Tourisme : la météo prend le pouvoir

La fréquentation touristique résiste dans les Pays de la Loire, mais la saison 2026 ne ressemble pas aux précédentes. Les visiteurs sont venus, parfois en nombre, mais ils ont réservé plus tard, raccourci leurs séjours et surveillé davantage leurs dépenses. Avec quatre épisodes caniculaires cet été, la météo s’est surtout imposée comme un facteur décisif dans le choix des destinations. Pour les professionnels, elle devient une contrainte économique supplémentaire avec laquelle il faut composer.

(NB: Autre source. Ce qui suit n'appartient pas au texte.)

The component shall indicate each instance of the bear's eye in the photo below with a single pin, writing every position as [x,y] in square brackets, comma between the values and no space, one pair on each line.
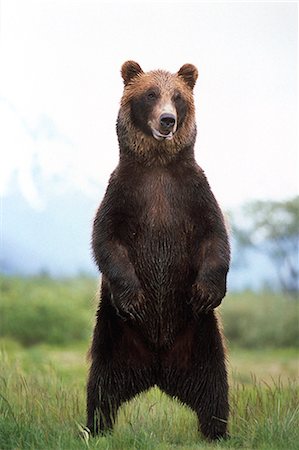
[151,95]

Grande plage des Sables-d'Olonne

Grande plage des Sables-d'Olonne A. LAMOUREUX/VENDE EXPANSION - DROITS RSERVS - WWW.VENDEE-TOURISME.COM / TOUTE REPRODUCTION OU PUBLICATION INTERDITE

La fréquentation résiste, mais les comportements évoluent. Les visiteurs réservent plus tard, raccourcissent leurs séjours et surveillent davantage leurs dépenses. La météo s’impose désormais dans leurs arbitrages, suspendant jusqu’au dernier moment le choix d’une destination ou d’un séjour. C’est l’un des enseignements du premier bilan de la saison touristique estivale, présenté jeudi 27 août au salon d’honneur de l’hôtel de région, à Nantes. Réalisé par l’Observatoire régional du tourisme auprès de 770 professionnels interrogés entre le 17 et le 23 août, ce baromètre donne à voir, au-delà des résultats de l’été, un secteur confronté à de nouvelles contraintes climatiques et économiques.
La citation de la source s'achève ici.